Em
outubro de 1968, no primeiro “Divino, Maravilhoso”, um programa da TV Tupi que
dava plenos poderes ao grupo tropicalista e em que Jorge Ben participou, Caetano Veloso canta ‘Saudosismo’:
“Eu, você, depois/ Quarta-feira de cinzas no país/ E as notas dissonantes/ Se
integraram ao som dos imbecis.” Passados dois meses é preso. O tema é estreado
em disco no primeiro álbum a solo de Gal Costa, tinha já Caetano (e Gilberto
Gil) saído da prisão. Sem ironia, foi solto a 19 de fevereiro de 1969, numa quarta-feira
de cinzas.

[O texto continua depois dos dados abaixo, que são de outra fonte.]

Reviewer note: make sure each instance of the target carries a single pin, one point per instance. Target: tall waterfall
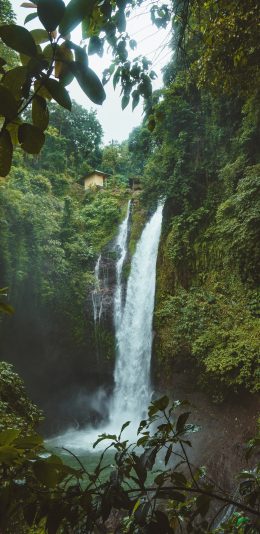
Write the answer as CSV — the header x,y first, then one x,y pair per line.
x,y
96,293
134,327
121,248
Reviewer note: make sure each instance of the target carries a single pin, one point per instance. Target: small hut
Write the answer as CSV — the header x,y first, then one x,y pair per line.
x,y
95,178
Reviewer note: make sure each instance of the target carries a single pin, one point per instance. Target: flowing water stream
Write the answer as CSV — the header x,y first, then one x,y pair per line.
x,y
133,316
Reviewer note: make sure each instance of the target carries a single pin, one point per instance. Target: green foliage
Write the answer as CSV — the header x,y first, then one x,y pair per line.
x,y
39,491
46,70
16,409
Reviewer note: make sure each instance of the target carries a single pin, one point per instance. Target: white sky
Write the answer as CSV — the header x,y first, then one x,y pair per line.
x,y
151,42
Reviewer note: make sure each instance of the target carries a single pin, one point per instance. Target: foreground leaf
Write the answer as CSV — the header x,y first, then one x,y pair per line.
x,y
8,104
50,13
19,39
90,83
40,113
58,93
6,154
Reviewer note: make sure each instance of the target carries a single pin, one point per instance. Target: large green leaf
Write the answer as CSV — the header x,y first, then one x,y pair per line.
x,y
6,154
8,436
19,39
90,83
75,12
40,36
58,92
30,17
14,80
31,138
50,13
8,104
40,113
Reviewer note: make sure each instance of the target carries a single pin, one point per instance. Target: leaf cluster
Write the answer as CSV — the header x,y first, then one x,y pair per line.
x,y
59,497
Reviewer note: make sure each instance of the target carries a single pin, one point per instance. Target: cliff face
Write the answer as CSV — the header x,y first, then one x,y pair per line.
x,y
207,311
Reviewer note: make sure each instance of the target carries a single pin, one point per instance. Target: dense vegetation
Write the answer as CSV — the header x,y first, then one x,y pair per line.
x,y
203,158
51,234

Em julho parte para o exílio e o seu povo ri e chora como sabe e
pode, ao som de três canções em tudo comunicantes e em tudo resistentes à
autocomiseração: ‘Atrás do Trio Elétrico’, do próprio Caetano (“Atrás do trio
elétrico só não vai quem já morreu/ Quem já botou pra rachar aprendeu/ Que é do
outro lado do lado de lá, do lado que é lá do lado de lá”), ‘Aquele Abraço’, de
Gilberto Gil (“O Rio de Janeiro continua lindo/ O Rio de Janeiro continua
sendo/ O Rio de Janeiro, fevereiro e março/ Alô, alô, Realengo, aquele abraço/
Alô torcida do Flamengo, aquele abraço”) e ‘País Tropical’, de Ben (‘Moro num país tropical/ Abençoado por Deus/ E
bonito por natureza/ Em fevereiro tem carnaval/ Tenho um fusca e um violão/ Sou
flamengo e tenho uma nega chamada Tereza”).
No entanto, na altura, com a
censura, com a suspensão do habeas corpus,
com o Congresso fechado, com a ilegalização das reuniões políticas, enfim, com
a total coação dos direitos adquiridos pelos cidadãos, só Ben, que ficou
no Brasil, passou por alienado – pior, houve quem o tomasse por
colaboracionista. De facto, nunca se prestou muita atenção ao que ele dizia. Mesmo se em ‘Take it Easy My Brother Charles’ declama: “Depois que o
primeiro homem/ Maravilhosamente pisou na lua/ Eu me senti com direitos, com
princípios/ E dignidade/ De me libertar”. É assim: haverá sempre quem olhe para
a ilustração de Albery na capa deste álbum e veja primeiro Barbarella antes de
reparar que as correntes de ferro que prendem as manilhas aos pulsos do cantor
estão já quebradas. Pois, aqui, solta-se Ben e liberta-se o seu país.